OpenClaw on Mac Mini
Dedicated shared AI agent server setup – video walkthrough + step-by-step overview
Video Guide: Full OpenClaw Installation & Configuration
Watch the complete walkthrough showing physical setup, wiring, initial macOS configuration, OpenClaw install, API keys, Telegram bot connection, security notes, and more.
Video: Setting up a shared Mac Mini for OpenClaw (formerly Clawdbot), including hardware wiring, naming convention ("Trina Baldwin"), Ethernet preference, tool installs, Venice AI / Kimi model, Telegram BotFather integration, gateway service, terminal commands, hidden files view, and important security warnings.

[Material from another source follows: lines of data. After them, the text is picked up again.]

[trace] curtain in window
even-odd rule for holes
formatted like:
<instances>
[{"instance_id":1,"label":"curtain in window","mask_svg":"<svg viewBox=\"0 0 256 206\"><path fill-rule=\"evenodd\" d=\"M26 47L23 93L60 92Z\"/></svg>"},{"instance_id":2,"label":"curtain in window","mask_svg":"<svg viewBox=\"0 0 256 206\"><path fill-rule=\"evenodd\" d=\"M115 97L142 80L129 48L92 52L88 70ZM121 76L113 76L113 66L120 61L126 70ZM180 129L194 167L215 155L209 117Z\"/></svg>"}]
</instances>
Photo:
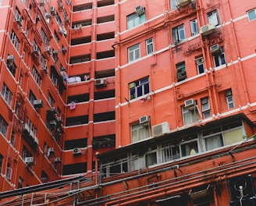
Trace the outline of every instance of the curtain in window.
<instances>
[{"instance_id":1,"label":"curtain in window","mask_svg":"<svg viewBox=\"0 0 256 206\"><path fill-rule=\"evenodd\" d=\"M223 146L222 136L219 134L205 138L204 143L206 151L221 147Z\"/></svg>"}]
</instances>

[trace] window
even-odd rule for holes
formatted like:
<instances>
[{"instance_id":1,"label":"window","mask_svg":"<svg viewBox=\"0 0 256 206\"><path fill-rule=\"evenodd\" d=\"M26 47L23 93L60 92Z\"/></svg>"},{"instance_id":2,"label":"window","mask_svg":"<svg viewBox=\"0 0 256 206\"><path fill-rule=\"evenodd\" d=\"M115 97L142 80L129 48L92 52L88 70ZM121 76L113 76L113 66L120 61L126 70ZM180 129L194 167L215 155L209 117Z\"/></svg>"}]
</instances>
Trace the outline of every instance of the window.
<instances>
[{"instance_id":1,"label":"window","mask_svg":"<svg viewBox=\"0 0 256 206\"><path fill-rule=\"evenodd\" d=\"M13 30L12 31L12 34L11 34L11 41L12 41L13 46L16 48L16 49L19 52L20 41L17 35L14 33Z\"/></svg>"},{"instance_id":2,"label":"window","mask_svg":"<svg viewBox=\"0 0 256 206\"><path fill-rule=\"evenodd\" d=\"M202 105L203 118L211 117L210 102L208 98L201 99L201 104Z\"/></svg>"},{"instance_id":3,"label":"window","mask_svg":"<svg viewBox=\"0 0 256 206\"><path fill-rule=\"evenodd\" d=\"M183 157L194 155L198 153L197 141L186 142L180 145Z\"/></svg>"},{"instance_id":4,"label":"window","mask_svg":"<svg viewBox=\"0 0 256 206\"><path fill-rule=\"evenodd\" d=\"M18 188L23 188L23 179L22 179L20 176L19 177L19 183L18 183Z\"/></svg>"},{"instance_id":5,"label":"window","mask_svg":"<svg viewBox=\"0 0 256 206\"><path fill-rule=\"evenodd\" d=\"M183 106L182 110L184 125L193 123L199 120L198 111L195 105L190 107Z\"/></svg>"},{"instance_id":6,"label":"window","mask_svg":"<svg viewBox=\"0 0 256 206\"><path fill-rule=\"evenodd\" d=\"M128 48L128 59L129 62L133 62L140 58L140 44Z\"/></svg>"},{"instance_id":7,"label":"window","mask_svg":"<svg viewBox=\"0 0 256 206\"><path fill-rule=\"evenodd\" d=\"M224 146L222 135L221 133L206 137L204 140L206 151L216 149Z\"/></svg>"},{"instance_id":8,"label":"window","mask_svg":"<svg viewBox=\"0 0 256 206\"><path fill-rule=\"evenodd\" d=\"M41 82L41 78L34 66L33 66L32 76L33 76L34 79L35 80L35 81L37 82L37 85L40 86Z\"/></svg>"},{"instance_id":9,"label":"window","mask_svg":"<svg viewBox=\"0 0 256 206\"><path fill-rule=\"evenodd\" d=\"M186 38L184 25L180 25L172 29L172 37L174 44L179 44Z\"/></svg>"},{"instance_id":10,"label":"window","mask_svg":"<svg viewBox=\"0 0 256 206\"><path fill-rule=\"evenodd\" d=\"M180 158L180 147L170 144L162 145L162 162L168 162Z\"/></svg>"},{"instance_id":11,"label":"window","mask_svg":"<svg viewBox=\"0 0 256 206\"><path fill-rule=\"evenodd\" d=\"M226 64L224 48L223 47L221 47L219 49L220 52L214 55L213 56L213 61L215 67Z\"/></svg>"},{"instance_id":12,"label":"window","mask_svg":"<svg viewBox=\"0 0 256 206\"><path fill-rule=\"evenodd\" d=\"M4 83L2 88L2 96L6 101L7 104L11 106L12 101L12 93Z\"/></svg>"},{"instance_id":13,"label":"window","mask_svg":"<svg viewBox=\"0 0 256 206\"><path fill-rule=\"evenodd\" d=\"M187 79L185 62L181 62L176 65L177 69L177 81L182 81Z\"/></svg>"},{"instance_id":14,"label":"window","mask_svg":"<svg viewBox=\"0 0 256 206\"><path fill-rule=\"evenodd\" d=\"M30 91L29 100L31 105L34 106L34 101L37 99L36 96L33 94L32 91Z\"/></svg>"},{"instance_id":15,"label":"window","mask_svg":"<svg viewBox=\"0 0 256 206\"><path fill-rule=\"evenodd\" d=\"M203 57L199 57L195 59L198 74L204 73L204 61Z\"/></svg>"},{"instance_id":16,"label":"window","mask_svg":"<svg viewBox=\"0 0 256 206\"><path fill-rule=\"evenodd\" d=\"M212 23L215 27L219 25L219 20L216 10L208 12L207 16L209 23Z\"/></svg>"},{"instance_id":17,"label":"window","mask_svg":"<svg viewBox=\"0 0 256 206\"><path fill-rule=\"evenodd\" d=\"M256 9L254 9L252 10L250 10L247 12L247 16L248 16L248 18L249 18L249 20L251 21L253 20L255 20L256 19Z\"/></svg>"},{"instance_id":18,"label":"window","mask_svg":"<svg viewBox=\"0 0 256 206\"><path fill-rule=\"evenodd\" d=\"M143 13L139 16L136 12L127 16L127 28L131 29L146 21L146 15Z\"/></svg>"},{"instance_id":19,"label":"window","mask_svg":"<svg viewBox=\"0 0 256 206\"><path fill-rule=\"evenodd\" d=\"M146 46L147 46L147 55L153 53L154 52L153 38L150 38L146 41Z\"/></svg>"},{"instance_id":20,"label":"window","mask_svg":"<svg viewBox=\"0 0 256 206\"><path fill-rule=\"evenodd\" d=\"M130 99L137 98L149 93L149 77L130 83Z\"/></svg>"},{"instance_id":21,"label":"window","mask_svg":"<svg viewBox=\"0 0 256 206\"><path fill-rule=\"evenodd\" d=\"M4 157L0 154L0 174L2 174L2 167Z\"/></svg>"},{"instance_id":22,"label":"window","mask_svg":"<svg viewBox=\"0 0 256 206\"><path fill-rule=\"evenodd\" d=\"M140 141L141 140L150 137L150 129L149 123L133 124L131 126L132 130L132 143Z\"/></svg>"},{"instance_id":23,"label":"window","mask_svg":"<svg viewBox=\"0 0 256 206\"><path fill-rule=\"evenodd\" d=\"M7 129L8 129L8 123L3 119L3 117L0 115L0 132L5 137L7 133Z\"/></svg>"},{"instance_id":24,"label":"window","mask_svg":"<svg viewBox=\"0 0 256 206\"><path fill-rule=\"evenodd\" d=\"M13 77L15 77L16 71L17 69L17 66L16 66L16 64L14 62L7 61L6 65L7 65L9 70L12 74Z\"/></svg>"},{"instance_id":25,"label":"window","mask_svg":"<svg viewBox=\"0 0 256 206\"><path fill-rule=\"evenodd\" d=\"M176 0L171 0L170 4L171 4L171 9L177 9L177 7L176 7Z\"/></svg>"},{"instance_id":26,"label":"window","mask_svg":"<svg viewBox=\"0 0 256 206\"><path fill-rule=\"evenodd\" d=\"M234 101L233 99L233 94L231 90L228 90L226 92L226 103L228 105L229 108L232 108L235 107Z\"/></svg>"},{"instance_id":27,"label":"window","mask_svg":"<svg viewBox=\"0 0 256 206\"><path fill-rule=\"evenodd\" d=\"M52 98L52 96L50 93L48 94L48 101L49 101L51 106L54 107L55 101L54 100L54 98Z\"/></svg>"},{"instance_id":28,"label":"window","mask_svg":"<svg viewBox=\"0 0 256 206\"><path fill-rule=\"evenodd\" d=\"M190 21L190 27L191 27L191 34L192 36L195 36L198 34L198 26L197 26L197 20L193 20Z\"/></svg>"}]
</instances>

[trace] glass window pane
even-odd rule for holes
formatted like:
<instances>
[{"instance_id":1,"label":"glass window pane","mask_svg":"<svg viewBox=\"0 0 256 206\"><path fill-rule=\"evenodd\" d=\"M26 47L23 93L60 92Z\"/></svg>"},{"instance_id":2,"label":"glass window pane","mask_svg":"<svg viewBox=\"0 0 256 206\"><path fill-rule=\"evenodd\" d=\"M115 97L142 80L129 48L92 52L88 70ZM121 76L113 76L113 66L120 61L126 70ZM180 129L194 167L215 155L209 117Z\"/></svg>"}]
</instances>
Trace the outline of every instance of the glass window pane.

Overview: Setting Up a Shared Mac Mini Server for OpenClaw
Physical & Hardware Preparation
- Use a low-cost Mac Mini as a dedicated, always-on machine for the team/community (named e.g. "Trina Baldwin" with a sticker label).
- Position it under the desk or in a clean spot; repurpose an existing monitor, HP keyboard + mouse (with USB adapter if needed).
- Connect via long Ethernet cable directly to router — avoids Wi-Fi instability, IP/MAC changes, and disconnections.
- Manage cable routing neatly to minimize clutter; swap HDMI from another machine if necessary.
- Power on and begin standard macOS setup in English.
Initial macOS & Account Configuration
- Skip or minimize tracking/privacy prompts where possible; enable location if needed for full functionality.
- Immediately install Google Chrome (preferred for AI tooling compatibility) over Safari.
- Sign into a dedicated Google account (treat as team/company account — e.g. shared worker credentials).
- Use secure methods to transfer long passwords/API keys (e.g. internal platform like webchat.gfavip.com / GFA instead of manual typing or risky channels).
- Verify email, iTunes/App Store login, and complete basic setup.
OpenClaw Installation & Basic Setup
- Install via the official one-liner in Terminal (from openclaw.ai):
curl -fsSL https://openclaw.ai/install.sh | bash - Handle permission prompts during install (may require admin escalation via Terminal commands like granting sudo rights).
- Add LLM API key (e.g. Venice AI, Anthropic/Claude, OpenAI, Kimi — set Kimi 2.5 as default in this example).
- Create Telegram bot via @BotFather: /newbot → name ending in "bot" → copy API token → paste into OpenClaw config.
- Install optional skills/tools (e.g. GOG for Google email integration via NPM — follow prompts).
- Enable gateway service (web UI + communication layer); choose web chat interface for browser-based interaction.
- Test initial chat in the gateway UI (agent responds via selected model).
Terminal & File System Tips
- Use Terminal for management: check status, logs, config, restart daemon (commands may vary: openclaw status, clawdbot status, etc. — project naming has evolved).
- Reveal hidden files in Finder:
defaults write com.apple.finder AppleShowAllFiles YES && killall Finder - Access OpenClaw folders: ~/agents, ~/canvas, ~/cron, ~/identity, ~/logs, ~/devices, ~/.openclaw (secrets, models, main agent config).
Critical Security Notes
- Do NOT expose the gateway publicly over LAN/Wi-Fi/Internet — default setup may bind to local IPs; lock it down immediately.
- Run community-recommended security checks (search Twitter/X or blogs for latest OpenClaw hardening guides).
- If someone reaches the IP/port, they could abuse the agent — prioritize firewall rules, auth, no public discovery.
- Next steps after basic install: finish Telegram connection, build agent identity/soul (markdown files), train it, add more tools, monitor logs.
OpenClaw turns a simple Mac Mini into a powerful, private 24/7 AI teammate. Start small, secure first, then expand integrations.